Die Ems entspringt im Naturpark Habichtswald. Einer ihrer ersten Zuflüsse ist der Bach „Kotwelle“, der am östlichen Ortsrand von Martinhagen, einem Ortsteil von Schauenburg, entspringt und etwa südostwärts zum Schauenburger Ortsteil Breitenbach fließt; von dessen Ursprung gemessen ist die Flusslänge der Ems 34 km. Ihre eigentliche Quelle liegt aber erst am östlichen Ortsrand von Breitenbach beim Emserhof auf rund 370 m ü. NHN ; von dort ist die Ems etwa 33,6 km[2] lang.

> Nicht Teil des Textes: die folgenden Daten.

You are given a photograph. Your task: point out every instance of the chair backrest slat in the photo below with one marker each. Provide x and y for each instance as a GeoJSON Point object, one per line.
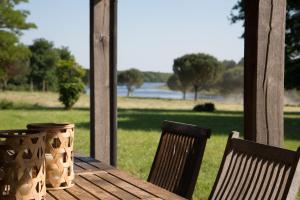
{"type": "Point", "coordinates": [251, 170]}
{"type": "Point", "coordinates": [178, 158]}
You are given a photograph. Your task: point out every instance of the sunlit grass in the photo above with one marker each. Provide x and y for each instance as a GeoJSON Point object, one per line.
{"type": "Point", "coordinates": [139, 123]}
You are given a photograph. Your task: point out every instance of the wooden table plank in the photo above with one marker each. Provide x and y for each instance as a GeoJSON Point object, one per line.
{"type": "Point", "coordinates": [49, 197]}
{"type": "Point", "coordinates": [93, 189]}
{"type": "Point", "coordinates": [95, 180]}
{"type": "Point", "coordinates": [152, 189]}
{"type": "Point", "coordinates": [80, 193]}
{"type": "Point", "coordinates": [125, 186]}
{"type": "Point", "coordinates": [62, 195]}
{"type": "Point", "coordinates": [120, 193]}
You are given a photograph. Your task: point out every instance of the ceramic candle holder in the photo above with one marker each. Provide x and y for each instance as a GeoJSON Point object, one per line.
{"type": "Point", "coordinates": [59, 154]}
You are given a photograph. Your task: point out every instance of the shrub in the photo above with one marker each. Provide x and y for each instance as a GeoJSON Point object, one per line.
{"type": "Point", "coordinates": [6, 104]}
{"type": "Point", "coordinates": [207, 107]}
{"type": "Point", "coordinates": [70, 82]}
{"type": "Point", "coordinates": [69, 93]}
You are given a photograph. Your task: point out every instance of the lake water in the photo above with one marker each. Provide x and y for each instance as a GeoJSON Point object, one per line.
{"type": "Point", "coordinates": [154, 90]}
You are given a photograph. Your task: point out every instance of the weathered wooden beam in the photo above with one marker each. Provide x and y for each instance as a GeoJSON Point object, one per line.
{"type": "Point", "coordinates": [264, 70]}
{"type": "Point", "coordinates": [103, 80]}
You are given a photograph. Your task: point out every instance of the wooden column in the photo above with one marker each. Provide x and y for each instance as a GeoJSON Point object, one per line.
{"type": "Point", "coordinates": [103, 38]}
{"type": "Point", "coordinates": [264, 70]}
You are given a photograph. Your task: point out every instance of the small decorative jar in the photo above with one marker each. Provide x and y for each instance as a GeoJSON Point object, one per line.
{"type": "Point", "coordinates": [22, 165]}
{"type": "Point", "coordinates": [59, 154]}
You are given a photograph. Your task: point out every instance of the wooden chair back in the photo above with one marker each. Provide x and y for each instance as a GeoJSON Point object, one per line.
{"type": "Point", "coordinates": [251, 170]}
{"type": "Point", "coordinates": [178, 158]}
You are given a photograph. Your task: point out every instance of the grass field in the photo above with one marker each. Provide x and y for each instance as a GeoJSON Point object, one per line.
{"type": "Point", "coordinates": [139, 128]}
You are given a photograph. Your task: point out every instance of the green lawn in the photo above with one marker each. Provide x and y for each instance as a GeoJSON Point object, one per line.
{"type": "Point", "coordinates": [139, 130]}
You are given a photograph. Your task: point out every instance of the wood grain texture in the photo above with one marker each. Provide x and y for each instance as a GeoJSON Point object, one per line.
{"type": "Point", "coordinates": [103, 80]}
{"type": "Point", "coordinates": [96, 180]}
{"type": "Point", "coordinates": [178, 158]}
{"type": "Point", "coordinates": [264, 71]}
{"type": "Point", "coordinates": [251, 170]}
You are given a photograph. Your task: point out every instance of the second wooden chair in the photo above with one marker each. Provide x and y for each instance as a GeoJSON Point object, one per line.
{"type": "Point", "coordinates": [178, 158]}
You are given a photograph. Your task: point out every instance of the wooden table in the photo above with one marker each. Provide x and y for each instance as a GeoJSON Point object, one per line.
{"type": "Point", "coordinates": [95, 180]}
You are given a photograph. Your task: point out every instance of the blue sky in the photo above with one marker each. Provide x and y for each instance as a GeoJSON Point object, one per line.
{"type": "Point", "coordinates": [151, 33]}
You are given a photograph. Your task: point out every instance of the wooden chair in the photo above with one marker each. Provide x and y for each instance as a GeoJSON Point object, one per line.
{"type": "Point", "coordinates": [178, 158]}
{"type": "Point", "coordinates": [255, 171]}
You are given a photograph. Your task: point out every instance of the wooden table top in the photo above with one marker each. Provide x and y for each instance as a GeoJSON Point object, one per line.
{"type": "Point", "coordinates": [95, 180]}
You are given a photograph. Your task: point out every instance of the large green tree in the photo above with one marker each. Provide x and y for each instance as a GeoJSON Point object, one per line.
{"type": "Point", "coordinates": [200, 70]}
{"type": "Point", "coordinates": [43, 63]}
{"type": "Point", "coordinates": [292, 39]}
{"type": "Point", "coordinates": [13, 55]}
{"type": "Point", "coordinates": [174, 83]}
{"type": "Point", "coordinates": [132, 79]}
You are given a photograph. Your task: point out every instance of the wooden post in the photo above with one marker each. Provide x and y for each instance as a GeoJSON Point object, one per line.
{"type": "Point", "coordinates": [264, 70]}
{"type": "Point", "coordinates": [103, 80]}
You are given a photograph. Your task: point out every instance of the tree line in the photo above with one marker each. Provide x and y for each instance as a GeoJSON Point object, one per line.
{"type": "Point", "coordinates": [203, 72]}
{"type": "Point", "coordinates": [40, 66]}
{"type": "Point", "coordinates": [194, 73]}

Anfangs fließt die Ems durch Breitenbach, wo nach Passieren des Friedhofs die von Martinhagen kommende Kotwelle einmündet. Unterhalb von Breitenbach passiert der Fluss die ehemalige Ems-Mühle, um danach in leicht südwestlicher Richtung, parallel zur Bahnstrecke Kassel–Naumburg (auf welcher der Hessencourrier verkehrt), vorbei an alten Steinbrüchen zu fließen. Nach Zufließen des „Bachs von Martinhagen“, der vom mündungsnahen „Molkenborn“ gespeist wird, verläuft die Ems durch ein enges Durchbruchstal und passiert dann die unweit östlich befindliche Burgruine Falkenstein und die Altenburg.

Danach erreicht sie Bad Emstal, wo ihr im Ortsteil Sand der von Nordwesten kommende „Fischbach“ zufließt. Nach dem Durchfließen des Bad Emstaler Ortsteils Merxhausen wird sie von der möglicherweise 1756 erbauten „Kurfürstenbrücke“ überspannt. Weiter flussabwärts münden der aus Richtung Elbenberg, einem Stadtteil von Naumburg, von Westen kommende „Stellbach“ und die von Wichdorf, einem Stadtteil von Niedenstein, im Osten kommende „Wiehoff“ ein. Danach passiert die Ems die in einem Waldgebiet stehende Weißenthalsmühle.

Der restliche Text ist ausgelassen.